Em consequência, habitar está a transformar-se num bem de luxo a que nem todos conseguem aceder. No caso português, o problema não se circunscreve às cidades, sendo os concelhos do interior aqueles onde se registaram as maiores subidas recentes dos preços das casas (INE).

As conclusões do Investigate Europe apontam para a urgência de alterar os sistemas fiscais com o objetivo de corrigir os enviesamentos negativos que estão a causar.
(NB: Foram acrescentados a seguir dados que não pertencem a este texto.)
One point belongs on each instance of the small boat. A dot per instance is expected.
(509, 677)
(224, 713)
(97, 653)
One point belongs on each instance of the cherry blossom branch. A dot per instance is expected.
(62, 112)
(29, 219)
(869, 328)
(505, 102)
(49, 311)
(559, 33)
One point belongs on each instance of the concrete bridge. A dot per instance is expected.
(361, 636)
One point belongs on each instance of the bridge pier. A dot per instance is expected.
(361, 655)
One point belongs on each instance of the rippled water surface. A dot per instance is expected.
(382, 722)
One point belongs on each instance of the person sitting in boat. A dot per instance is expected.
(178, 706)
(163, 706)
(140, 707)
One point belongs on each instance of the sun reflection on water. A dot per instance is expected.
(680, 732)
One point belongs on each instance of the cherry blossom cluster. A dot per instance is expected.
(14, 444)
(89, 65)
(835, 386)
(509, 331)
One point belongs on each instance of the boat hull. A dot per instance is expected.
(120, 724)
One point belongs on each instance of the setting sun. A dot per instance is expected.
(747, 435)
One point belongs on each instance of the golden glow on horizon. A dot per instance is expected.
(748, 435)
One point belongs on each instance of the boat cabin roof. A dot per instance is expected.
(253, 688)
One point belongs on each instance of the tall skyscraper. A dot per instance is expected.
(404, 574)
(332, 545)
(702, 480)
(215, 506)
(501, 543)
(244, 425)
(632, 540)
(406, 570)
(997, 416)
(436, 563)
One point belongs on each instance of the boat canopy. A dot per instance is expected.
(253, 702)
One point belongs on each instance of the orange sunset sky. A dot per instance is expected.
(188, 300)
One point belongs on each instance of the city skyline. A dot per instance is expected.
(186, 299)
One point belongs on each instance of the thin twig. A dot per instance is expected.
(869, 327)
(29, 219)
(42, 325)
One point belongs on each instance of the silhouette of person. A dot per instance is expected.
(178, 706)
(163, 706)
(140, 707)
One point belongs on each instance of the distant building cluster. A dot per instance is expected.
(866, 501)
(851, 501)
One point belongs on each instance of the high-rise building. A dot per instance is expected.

Só que não basta reverter os benefícios fiscais para solucionar o problema. No seu jogo concorrencial para atrair capitais estrangeiros, os países europeus condenaram-se a replicar os comportamentos uns dos outros. Numa tragédia dos comuns, onde a combinação de soluções individuais culminou num conjunto de más escolhas para todos, os sistemas fiscais nivelaram-se por baixo, prejudicando a produtividade e encarecendo o nível de vida.

Assim, se é imprescindível aumentar os impostos sobre estes investimentos altamente destorcedores para conseguir controlar a inflação do preço das casas e diminuir o custo da habitação nos cabazes das famílias, também é verdade que nenhum país terá capacidade para captar capitais estrangeiros e direcioná-los para os seus setores mais produtivos e/ou de bens transacionáveis enquanto os parceiros europeus mantiverem os seus respetivos incentivos fiscais.

O problema da concorrência fiscal no sector imobiliário terá de fazer parte da agenda europeia, à semelhança do que aconteceu com os lucros das multinacionais para os quais a Comissão Europeia propôs uma taxa de imposto mínima de 15% para empresas em que a sociedade-mãe ou uma filial esteja sediada na União europeia e que apresentem um volume de negócios superior a 750 milhões de euros.

A análise do Investigate Europe identifica e bem a frente a trabalhar para tornar as economias europeias mais equilibradas e justas do ponto de vista social – eliminar os benefícios fiscais para o sector imobiliário – só precisa de sublinhar quão imprescindível é que esta frente seja trabalhada em conjunto.